Je… Je ne comprends pas ce qui se passe. Je ne sais pas ce qui se passe dans sa tête,
je… Je ne sais pas.
Je fonds en
larmes, plus parce que, pour la première fois de ma vie, le Rêve me trahit que
parce que je suis en train de la perdre. Je ne sais pas, je suis paralysé par la peur et l’incertitude. Que
dois-je faire ? Que dois-je répondre ? Dois-je la croire
aveuglément ? Dois-je essayer de la récupérer maintenant ou plus
tard ? Ou dois-je l’envoyer chier ?
Je me mets à
trembler, mon cœur s’emballe, ma tête tourne. Le monde autour de moi se
trouble, je m’écrase violement au sol. Dans un dernier éclat de conscience, je
crois entendre quelqu’un rire.
*
R + 16
Mais que s’est-il
passé ? Pourquoi ne me suis-je pas rappelé de mon Rêve ? Pourquoi
cela n’a-t-il pas marché comme d’habitude ?
Et, par-dessus
tout, je suis passé pour un gros con. Je sais que tout ce qu‘elle m’a raconté
n’est qu’un fatras d’ineptie et de mensonges. Qu’elle m’a quitté pour un autre.
Mais pourquoi ne
m’en suis-je pas rappelé dans le monde réel ? D’abord le Rêve de Folie et
de Sang, maintenant ça…
Le Rêve change.
J’ai peur.
*
J + 16
Plus aucun
message et j’ignore pourquoi.
Je me sens seul,
abandonné. Ma vie s’écroule autour de moi. Mes parents, mon boulot, maintenant elle… J’ai tout perdu. Je suis nul. Ils
me manquent. Elle me manque aussi.
*
R + 17
Mais merde, je
ne me rappelle toujours pas de la Vérité quand je suis éveillé ! Ca fait
chier, ce n’est pas normal du tout.
J’interroge la
Route à ce sujet, en parlant, en murmurant, en lui hurlant de me répondre. En
l’insultant. Toute la tristesse de ces derniers jours, ainsi que la colère et
la frustration accumulées au cours de toutes ces années d’impuissance ressortent
aujourd’hui d’un coup.
J’en ai marre de
ne pas comprendre, je VEUX savoir ce qui se passe. Par tous les dieux, réels ou
imaginaires, expliquez-moi…
Tiens, la Route
vient de faire un truc bizarre. Quand j’ai prononcé le mot « dieux »,
elle a comme frémis. De peur, ou de dégoût peut-être. Ou bien de plaisir, je
n’en sais trop rien.
Nouvel étirement
de la réalité, nouvelle douleur. Oh que ça commence à me gonfler ça aussi.
Qu’est-ce-que…
Pourquoi me remontres-tu cette scène ?
Devant moi se
reproduit ce que j’ai vu avant-hier, mon ex et son nouveau copain en train de
batifoler sur le canapé. Et rebelote, ils recommencent à se toucher et à se
caresser.
Je sens mon cœur
s’enflammer d’une haine profonde, plus intense que tout ce que j’ai pu
connaître jusqu’à présent dans ma vie. Mon esprit se brouille, je… j’ai du mal
à penser clairement. Les frapper. Lui faire du mal à lui, la blesser elle. Je
veux que ce sale con meure.
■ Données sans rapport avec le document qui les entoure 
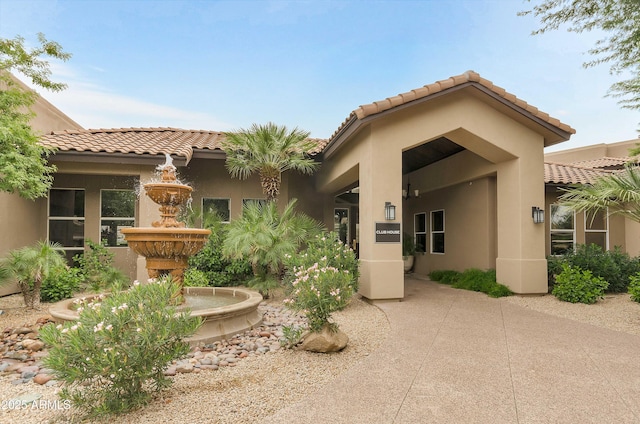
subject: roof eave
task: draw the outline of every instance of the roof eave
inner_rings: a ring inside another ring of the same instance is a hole
[[[569,140],[569,138],[571,137],[571,135],[573,133],[568,132],[563,130],[562,128],[559,128],[549,122],[546,122],[544,120],[542,120],[541,118],[535,116],[534,114],[532,114],[531,112],[527,111],[526,109],[523,109],[521,107],[519,107],[518,105],[508,101],[507,99],[501,97],[500,95],[498,95],[497,93],[495,93],[494,91],[490,90],[489,88],[483,86],[482,84],[475,82],[475,81],[469,81],[469,82],[465,82],[450,88],[447,88],[445,90],[442,91],[438,91],[436,93],[430,94],[428,96],[425,97],[421,97],[419,99],[415,99],[403,104],[400,104],[398,106],[395,106],[391,109],[387,109],[384,110],[382,112],[378,112],[378,113],[374,113],[371,115],[368,115],[362,119],[358,118],[356,116],[356,114],[354,112],[351,113],[351,115],[349,115],[349,118],[347,119],[347,122],[340,128],[340,130],[338,131],[338,133],[336,133],[330,140],[329,143],[327,144],[327,146],[325,147],[324,151],[323,151],[323,157],[325,158],[329,158],[331,157],[341,146],[344,142],[346,142],[346,140],[348,140],[350,137],[352,137],[353,135],[355,135],[358,131],[360,131],[360,129],[368,124],[369,122],[371,122],[372,120],[375,119],[379,119],[379,118],[383,118],[385,116],[388,116],[392,113],[401,111],[403,109],[409,108],[409,107],[413,107],[415,105],[436,99],[438,97],[444,96],[444,95],[449,95],[451,93],[454,93],[456,91],[460,91],[463,89],[466,89],[468,87],[473,87],[476,88],[478,90],[480,90],[482,93],[489,95],[492,99],[498,101],[500,104],[518,112],[519,114],[523,115],[524,117],[528,118],[529,120],[535,122],[536,124],[540,125],[541,127],[544,128],[544,147],[549,147],[549,146],[553,146],[555,144],[561,143],[563,141],[567,141]]]
[[[184,156],[172,155],[173,164],[176,166],[186,166],[187,158]],[[58,150],[51,156],[52,162],[83,162],[83,163],[112,163],[122,165],[158,165],[164,162],[161,154],[149,153],[109,153],[109,152],[88,152],[78,150]]]

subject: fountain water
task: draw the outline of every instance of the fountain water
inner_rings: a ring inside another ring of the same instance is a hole
[[[129,247],[145,257],[149,277],[171,275],[181,286],[179,302],[191,309],[191,315],[203,318],[203,325],[189,341],[192,344],[210,343],[259,325],[262,316],[257,308],[262,296],[255,291],[233,287],[182,287],[189,257],[203,248],[211,231],[186,228],[183,222],[176,220],[180,207],[191,199],[193,189],[178,181],[171,156],[166,155],[166,162],[157,169],[161,174],[160,182],[150,182],[143,187],[146,195],[160,205],[160,220],[154,221],[152,227],[125,228],[122,233]],[[51,315],[56,320],[77,319],[73,300],[53,305]]]

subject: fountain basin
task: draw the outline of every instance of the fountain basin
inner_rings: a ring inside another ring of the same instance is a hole
[[[210,230],[201,228],[134,227],[122,229],[129,247],[146,258],[183,258],[198,253]]]
[[[262,324],[262,314],[258,311],[262,295],[258,292],[241,287],[185,287],[183,290],[187,299],[187,303],[183,307],[191,309],[191,316],[203,319],[203,324],[198,331],[186,340],[192,346],[228,339]],[[96,296],[98,295],[93,297]],[[237,300],[237,302],[218,307],[191,308],[189,305],[191,297],[214,296],[233,298],[232,300]],[[76,297],[54,303],[49,308],[49,313],[54,321],[77,320],[78,312],[75,310],[73,302],[81,298],[91,299],[92,296]]]
[[[191,198],[193,189],[178,183],[147,183],[144,185],[147,196],[159,205],[182,205]]]

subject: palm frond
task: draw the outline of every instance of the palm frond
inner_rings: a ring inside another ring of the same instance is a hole
[[[560,202],[576,212],[595,214],[608,210],[640,222],[640,170],[627,165],[624,172],[599,178],[593,184],[564,190]]]
[[[289,130],[272,122],[225,133],[221,144],[227,154],[227,170],[239,179],[256,172],[272,177],[288,170],[311,174],[319,163],[309,157],[316,147],[309,135],[297,127]]]

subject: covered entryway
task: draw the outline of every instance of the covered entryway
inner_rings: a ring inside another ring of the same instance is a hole
[[[424,213],[419,269],[495,264],[514,292],[546,292],[544,226],[531,208],[544,205],[544,147],[573,132],[474,72],[355,110],[323,152],[317,189],[358,183],[361,294],[404,297],[401,244],[376,240],[376,227],[390,223],[387,202],[392,223],[414,236]],[[409,180],[419,185],[415,206],[403,199]]]

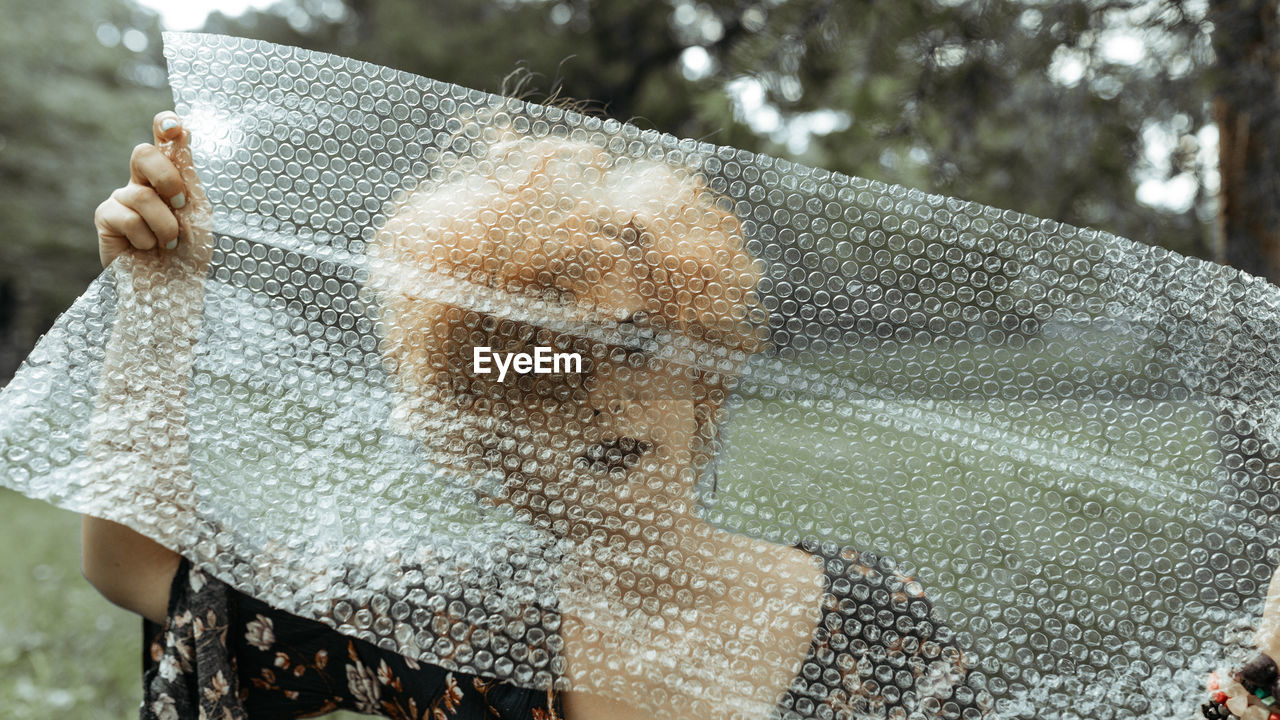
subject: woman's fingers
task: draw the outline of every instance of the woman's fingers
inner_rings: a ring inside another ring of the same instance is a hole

Salement, atrocement, et dans les plus grandes
souffrances.
Un fragment de
moi encore lucide (ma conscience ?) se rend soudain compte que je marche
vers le couple, un couteau à la main, le souffle court et bestial. Le corps
brûlant sous l’effet de l’adrénaline, me préparant pour ce qui va suivre…
Mais que suis-je
sur le point de faire ? Je ne vais quand même pas aller tuer quelqu’un…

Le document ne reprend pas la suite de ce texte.